Quatre hommes sur scène se partagent les rôles, mais le chorégraphe se distingue lui-même du groupe en choisissant dès les premiers instants, tandis que la salle se remplie, d’annoncer le programme et la forme du spectacle à venir.
Balancés immédiatement dans une proposition qui se présente comme déceptive — on nous prévient que «tout se pète la gueule» et que surtout «rien ne se relève» —, c’est déjà toute une idée de la virilité triomphante qui en prend un coup.

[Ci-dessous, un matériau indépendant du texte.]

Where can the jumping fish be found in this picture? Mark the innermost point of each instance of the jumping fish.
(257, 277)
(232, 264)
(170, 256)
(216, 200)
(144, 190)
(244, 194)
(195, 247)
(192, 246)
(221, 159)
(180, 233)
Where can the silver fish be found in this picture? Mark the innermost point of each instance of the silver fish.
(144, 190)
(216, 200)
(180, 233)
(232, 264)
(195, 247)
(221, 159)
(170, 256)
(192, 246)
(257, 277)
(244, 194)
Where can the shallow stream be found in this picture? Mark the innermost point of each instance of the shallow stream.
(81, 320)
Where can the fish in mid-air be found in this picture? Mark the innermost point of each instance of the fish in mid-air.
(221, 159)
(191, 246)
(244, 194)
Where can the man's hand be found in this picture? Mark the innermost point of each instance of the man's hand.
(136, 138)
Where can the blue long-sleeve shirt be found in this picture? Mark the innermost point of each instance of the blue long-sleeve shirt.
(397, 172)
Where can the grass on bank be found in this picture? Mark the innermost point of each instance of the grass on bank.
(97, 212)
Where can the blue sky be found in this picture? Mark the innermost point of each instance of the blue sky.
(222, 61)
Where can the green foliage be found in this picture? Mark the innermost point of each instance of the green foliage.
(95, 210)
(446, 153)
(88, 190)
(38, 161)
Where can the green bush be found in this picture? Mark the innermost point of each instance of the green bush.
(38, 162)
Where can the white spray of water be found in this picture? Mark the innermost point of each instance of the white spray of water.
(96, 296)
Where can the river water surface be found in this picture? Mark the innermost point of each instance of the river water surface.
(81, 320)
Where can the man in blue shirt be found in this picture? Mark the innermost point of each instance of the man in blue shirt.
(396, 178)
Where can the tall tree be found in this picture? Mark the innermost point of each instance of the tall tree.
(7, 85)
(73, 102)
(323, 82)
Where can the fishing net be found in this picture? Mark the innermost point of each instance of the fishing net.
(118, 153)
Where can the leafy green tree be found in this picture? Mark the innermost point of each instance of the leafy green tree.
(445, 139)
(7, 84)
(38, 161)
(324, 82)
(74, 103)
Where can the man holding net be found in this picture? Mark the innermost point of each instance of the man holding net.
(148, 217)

Sur le pourtour de la scène, les interprètes ont d’abord installé le contenu d’une «boîte de 12», douze bouteilles de bières qui constituent le premier enjeu comme le prétexte à réunir des corps masculins sur le plateau, et qui encadrent la chanson éponyme interprétée par Frédérick Gravel, Tout se pète la gueule, chérie, refrain folk qui accompagnera donc les derniers retardataires avant que le spectacle ne commence.
Il s’ouvrira sur une «Anthropologie numéro un», réponse illustrée de cette question centrale qui n’appelle que des réponses légères: pourquoi faire de l’art? Pour trouver un partenaire sexuel…
C’est le chorégraphe qui s’y colle, dans une démonstration de danse à la fois précise, travaillée et terriblement civile. Il nous rappelle ainsi que la danse a longtemps servi et servira longtemps à vérifier l’aptitude au coït — citons à titre d’exemple tout récent ce film modélisant les attentes des femmes à l’égard de la danse masculine.
Pouces encadrant discrètement le sexe et venant rappeler où cela se joue, que toute la variété ornementale déployée, les différents rythmes, les différentes localisations du mouvement, ne viennent qu’étayer, traduire la richesse d’un désir.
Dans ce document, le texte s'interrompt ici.